Riappese. Quando erano venuti a stabilirsi da quelle parti, avevano individuato un telefono pubblico dove poter ricevere chiamate senza correre il rischio di intercettazioni.
Venti minuti dopo, LuAnn si trovava nel punto concordato, accanto al telefono. L’apparecchio squillò e lei strappò il ricevitore. — Lisa, dimmi come sta Lisa!
— Lei sta bene, e anch’io sto bene. — Il tono di Charlie era tranquillo. — Lisa continua a essere di cattivo umore, ma chi la può biasimare?
— Sei riuscito a parlarle?
— Poco o niente — rispose Charlie. — In questo momento, tu e io siamo il nemico. Insomma, si tiene abbottonata. — La voce di lui assunse poi un tono scherzoso: — Un po’ come sua mamma quando la conobbi.
— E lì con te?
— È crollata a letto. Abbiamo viaggiato tutta la notte e non ha fatto altro che stare con gli occhi sbarrati a guardare fuori dal finestrino.
— Dove siete?
— Siamo in un motel vicino a Gettysburg, in Pennsylvania, appena passato il confine con il Maryland. Ho dovuto fermarmi perché mi stavo addormentando al volante.
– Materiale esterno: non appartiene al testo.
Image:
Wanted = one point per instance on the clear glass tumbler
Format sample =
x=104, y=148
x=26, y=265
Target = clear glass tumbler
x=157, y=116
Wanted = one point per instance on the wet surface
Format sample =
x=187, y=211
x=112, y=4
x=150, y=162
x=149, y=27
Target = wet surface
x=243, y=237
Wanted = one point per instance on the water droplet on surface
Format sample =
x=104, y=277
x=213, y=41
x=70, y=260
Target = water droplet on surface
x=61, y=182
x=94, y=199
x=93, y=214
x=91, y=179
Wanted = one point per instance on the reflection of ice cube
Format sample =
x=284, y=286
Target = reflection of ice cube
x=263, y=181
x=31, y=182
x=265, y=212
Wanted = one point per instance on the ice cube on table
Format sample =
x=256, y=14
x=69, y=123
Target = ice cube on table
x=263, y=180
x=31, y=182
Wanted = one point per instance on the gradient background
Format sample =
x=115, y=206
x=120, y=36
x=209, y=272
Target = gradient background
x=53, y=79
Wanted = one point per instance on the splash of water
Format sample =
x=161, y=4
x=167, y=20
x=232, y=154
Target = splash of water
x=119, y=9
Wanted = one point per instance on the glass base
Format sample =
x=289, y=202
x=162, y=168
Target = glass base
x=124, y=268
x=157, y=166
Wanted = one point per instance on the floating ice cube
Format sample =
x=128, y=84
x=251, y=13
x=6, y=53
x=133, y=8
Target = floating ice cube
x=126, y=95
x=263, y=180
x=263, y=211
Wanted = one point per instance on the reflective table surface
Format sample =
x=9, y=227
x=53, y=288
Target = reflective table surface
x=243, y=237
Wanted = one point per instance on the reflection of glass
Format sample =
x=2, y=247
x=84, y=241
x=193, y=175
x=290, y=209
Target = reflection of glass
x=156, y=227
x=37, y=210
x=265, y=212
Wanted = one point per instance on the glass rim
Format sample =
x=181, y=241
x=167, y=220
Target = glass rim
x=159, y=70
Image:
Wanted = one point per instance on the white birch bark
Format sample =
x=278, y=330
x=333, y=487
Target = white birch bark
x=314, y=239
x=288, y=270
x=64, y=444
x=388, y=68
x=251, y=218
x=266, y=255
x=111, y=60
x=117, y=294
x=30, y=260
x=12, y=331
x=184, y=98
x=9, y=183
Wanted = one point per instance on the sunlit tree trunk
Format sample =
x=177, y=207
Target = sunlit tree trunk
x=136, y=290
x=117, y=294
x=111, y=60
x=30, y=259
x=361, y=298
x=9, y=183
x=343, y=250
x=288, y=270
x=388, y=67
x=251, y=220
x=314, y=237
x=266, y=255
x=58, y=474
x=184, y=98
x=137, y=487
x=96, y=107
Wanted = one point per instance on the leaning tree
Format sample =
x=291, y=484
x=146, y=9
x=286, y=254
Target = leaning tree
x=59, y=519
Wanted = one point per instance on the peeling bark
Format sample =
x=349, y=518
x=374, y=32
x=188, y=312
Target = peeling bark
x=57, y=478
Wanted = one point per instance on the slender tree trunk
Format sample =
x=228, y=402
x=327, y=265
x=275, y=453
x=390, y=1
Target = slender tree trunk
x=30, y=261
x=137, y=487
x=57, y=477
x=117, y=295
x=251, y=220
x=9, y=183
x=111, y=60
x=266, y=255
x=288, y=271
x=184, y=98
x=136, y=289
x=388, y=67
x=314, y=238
— Charlie, non avrai usato carte di credito, vero? Jackson può rintracciarle…
— Non sono un dilettante, LuAnn. Solo contante.
— Hai avuto l’impressione che qualcuno ti sia stato dietro?
— Senti, ho fatto tutto come da copione. Fuori e dentro dall’interstatale, strade secondarie, fermate in luoghi affollati, l’occhio sempre allo specchietto. Non ho visto niente e nessuno. Fidati.